Second, there are things like the bounded C model checker that are good at checking this kind of code, so you can write guaranteed memory-safe C code with these structures.
But none of that applies to the protocol bits of something like TLS and there are far fewer good reasons for choosing C there.
WolfSSL's own vulnerability page paints a very different picture1 than this article: many, if not the majority, of the disclosed vulnerabilities appear to be caused by memory corruption.
(As David Chisnall points out, there's an important distinction between algebraic cryptographic code and protocol-level cryptographic code.
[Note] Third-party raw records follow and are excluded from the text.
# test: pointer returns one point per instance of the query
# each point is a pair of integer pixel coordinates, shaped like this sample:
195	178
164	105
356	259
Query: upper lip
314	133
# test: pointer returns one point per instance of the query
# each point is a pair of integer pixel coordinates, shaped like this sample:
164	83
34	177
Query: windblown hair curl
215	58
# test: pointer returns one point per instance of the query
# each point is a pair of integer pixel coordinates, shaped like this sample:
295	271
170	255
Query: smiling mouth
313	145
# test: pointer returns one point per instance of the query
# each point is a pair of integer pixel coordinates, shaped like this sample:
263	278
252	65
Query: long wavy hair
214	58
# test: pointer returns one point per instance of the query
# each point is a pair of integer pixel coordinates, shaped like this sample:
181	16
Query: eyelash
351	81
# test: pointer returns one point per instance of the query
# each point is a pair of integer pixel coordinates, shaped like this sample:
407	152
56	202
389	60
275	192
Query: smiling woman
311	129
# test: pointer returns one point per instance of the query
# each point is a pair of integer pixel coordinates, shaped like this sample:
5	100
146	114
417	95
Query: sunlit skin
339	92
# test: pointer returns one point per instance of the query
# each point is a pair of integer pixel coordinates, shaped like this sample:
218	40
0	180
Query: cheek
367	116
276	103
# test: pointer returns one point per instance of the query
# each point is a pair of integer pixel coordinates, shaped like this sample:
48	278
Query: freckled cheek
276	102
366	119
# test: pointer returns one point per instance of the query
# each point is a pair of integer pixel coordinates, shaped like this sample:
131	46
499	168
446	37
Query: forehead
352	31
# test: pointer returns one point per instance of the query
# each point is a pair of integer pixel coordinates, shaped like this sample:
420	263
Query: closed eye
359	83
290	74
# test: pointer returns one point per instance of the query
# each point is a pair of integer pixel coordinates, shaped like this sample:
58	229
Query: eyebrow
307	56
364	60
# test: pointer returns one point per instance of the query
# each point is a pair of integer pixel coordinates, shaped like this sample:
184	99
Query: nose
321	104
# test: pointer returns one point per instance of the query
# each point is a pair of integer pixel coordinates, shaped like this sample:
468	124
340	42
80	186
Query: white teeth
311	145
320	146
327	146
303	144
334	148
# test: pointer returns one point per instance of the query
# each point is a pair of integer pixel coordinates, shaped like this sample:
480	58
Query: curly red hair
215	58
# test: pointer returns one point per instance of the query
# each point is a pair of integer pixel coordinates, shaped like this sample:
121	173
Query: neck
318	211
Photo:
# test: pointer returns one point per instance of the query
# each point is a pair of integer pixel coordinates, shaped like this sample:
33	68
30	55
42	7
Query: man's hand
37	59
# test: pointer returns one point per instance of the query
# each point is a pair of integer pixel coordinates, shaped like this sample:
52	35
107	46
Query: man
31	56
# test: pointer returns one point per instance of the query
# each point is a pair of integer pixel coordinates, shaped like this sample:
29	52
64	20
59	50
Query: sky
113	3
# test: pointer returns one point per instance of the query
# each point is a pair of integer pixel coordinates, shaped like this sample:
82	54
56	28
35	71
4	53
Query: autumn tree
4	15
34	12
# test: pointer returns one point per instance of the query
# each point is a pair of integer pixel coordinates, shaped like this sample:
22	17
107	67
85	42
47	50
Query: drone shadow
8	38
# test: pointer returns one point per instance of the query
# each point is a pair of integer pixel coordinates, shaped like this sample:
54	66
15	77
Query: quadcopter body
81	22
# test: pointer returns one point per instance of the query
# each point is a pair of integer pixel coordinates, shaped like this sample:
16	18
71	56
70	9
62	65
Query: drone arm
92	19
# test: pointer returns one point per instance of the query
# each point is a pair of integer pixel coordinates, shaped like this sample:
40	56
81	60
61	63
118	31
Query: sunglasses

The former is fine to write in C and assembly, the latter is where almost all of the memory (and type-state) bugs are and would seemingly benefit dramatically from languages that are both memory safe and stronger-typed than C. The latter is also, I suspect, a much larger proportion of most cryptographic libraries' actual source code.)
Edit: from a quick look, 11/20 of the most recent advisories on their site concern memory unsafety.
In any programming discipline where C is the gold standard, we should be working to make the gold standard some other language, one with fewer footguns and less room for error.
I am not an expert, but
Among our most interesting findings is that only 27.2% of vulnerabilities in cryptographic libraries are cryptographic issues while 37.2% of vulnerabilities are memory safety issues, [...].
I hate that this sounds like an LLM repeating the same argument ten times in a row.
I’m worried that’s what it might actually be.
what is in rust, including the standard library, and what is in the supply chain? same question for c and for go. zig etc. are probably not mature enough yet.